Try Our AR POC For Yourself
QR codes, however, are a simple gateway to web applications that offer a variety of different AR experiences. Thanks to continued technological development, we’re able to display virtual 3D objects within a real-life environment. From there, we can generate a myriad of different interactions between our users and this given object via their phone or tablet. We should also mention the markers, represented by recognizable images, that your mobile device uses to generate visual or audio content based on a scanned object. Our Spyglass project is a perfect example of that. These visual cues used to trigger AR experiences are all ways to strengthen the emotional bond between the user and a given product. In the future, brands that focus on this experience, rather than their image, will fare much better within the market. With this conviction, we were able to create our own concept of AR on the web. By scanning a unique QR code, the user’s phone launches an AR experience. Users are then able to consult the variety of options linked to an article and interact with them—in this case, a jacket—under realistic lighting conditions. The experience allows them to manipulate the item safely in a digital environment—all without having to download a single application or provide any third-party access to personal data.

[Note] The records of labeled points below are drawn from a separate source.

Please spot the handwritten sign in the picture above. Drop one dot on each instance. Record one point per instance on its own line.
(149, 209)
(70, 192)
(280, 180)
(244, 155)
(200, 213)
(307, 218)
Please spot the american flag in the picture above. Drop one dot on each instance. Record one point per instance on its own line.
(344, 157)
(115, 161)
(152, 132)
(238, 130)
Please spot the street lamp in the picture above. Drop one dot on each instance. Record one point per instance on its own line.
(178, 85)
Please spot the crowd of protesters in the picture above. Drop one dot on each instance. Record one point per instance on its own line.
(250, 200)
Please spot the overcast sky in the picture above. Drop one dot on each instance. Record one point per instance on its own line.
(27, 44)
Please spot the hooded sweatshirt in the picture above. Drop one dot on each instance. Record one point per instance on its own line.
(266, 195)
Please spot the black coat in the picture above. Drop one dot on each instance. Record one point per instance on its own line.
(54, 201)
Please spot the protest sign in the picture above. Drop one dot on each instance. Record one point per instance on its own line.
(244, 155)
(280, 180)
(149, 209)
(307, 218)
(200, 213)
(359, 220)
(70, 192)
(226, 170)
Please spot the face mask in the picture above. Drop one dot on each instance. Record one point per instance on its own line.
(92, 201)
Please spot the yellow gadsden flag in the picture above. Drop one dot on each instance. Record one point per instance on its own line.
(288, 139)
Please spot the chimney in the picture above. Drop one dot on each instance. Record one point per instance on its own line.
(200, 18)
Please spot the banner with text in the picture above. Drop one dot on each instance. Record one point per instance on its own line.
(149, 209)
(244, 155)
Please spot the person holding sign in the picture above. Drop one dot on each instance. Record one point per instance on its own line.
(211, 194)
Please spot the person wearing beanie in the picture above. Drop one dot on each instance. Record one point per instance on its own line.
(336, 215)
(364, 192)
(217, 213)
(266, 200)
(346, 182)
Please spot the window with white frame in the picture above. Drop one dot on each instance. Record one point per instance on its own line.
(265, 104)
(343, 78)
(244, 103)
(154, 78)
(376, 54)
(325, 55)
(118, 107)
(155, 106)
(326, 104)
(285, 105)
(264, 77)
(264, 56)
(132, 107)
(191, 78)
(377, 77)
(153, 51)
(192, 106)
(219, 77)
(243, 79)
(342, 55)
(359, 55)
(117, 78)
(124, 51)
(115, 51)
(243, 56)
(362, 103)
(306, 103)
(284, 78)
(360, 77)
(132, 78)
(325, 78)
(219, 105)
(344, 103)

Imagine a world where you can go to your favourite store, scan a QR code on an article of clothing that catches your eye, and see it in all colours and variants? Now, imagine what it would be like if you could see that article of clothing under different light, or worn in a variety of different conditions. You’d be able to determine which of its features best fit your lifestyle. Then, after choosing the colour that best suits you, you’ll be able to see whether or not the store you’re in has that colour in stock. But good news! If it doesn’t, you can order and receive it in the time it takes to transfer that item from a neighboring store, or local warehouse. All this from the comfort and security of your own phone—without having to download a new app.
This is the direction the future is taking—especially in the context of a post COVID-19 world, where an experience like this can provide customers with the confidence to return to in-store shopping. It will allow retail staff to maintain their distance and eliminate the need to approach customers who have simple questions about whether or not certain items are in stock.
Now, more than ever before, the enhanced reality revolution is at the tips of our fingers.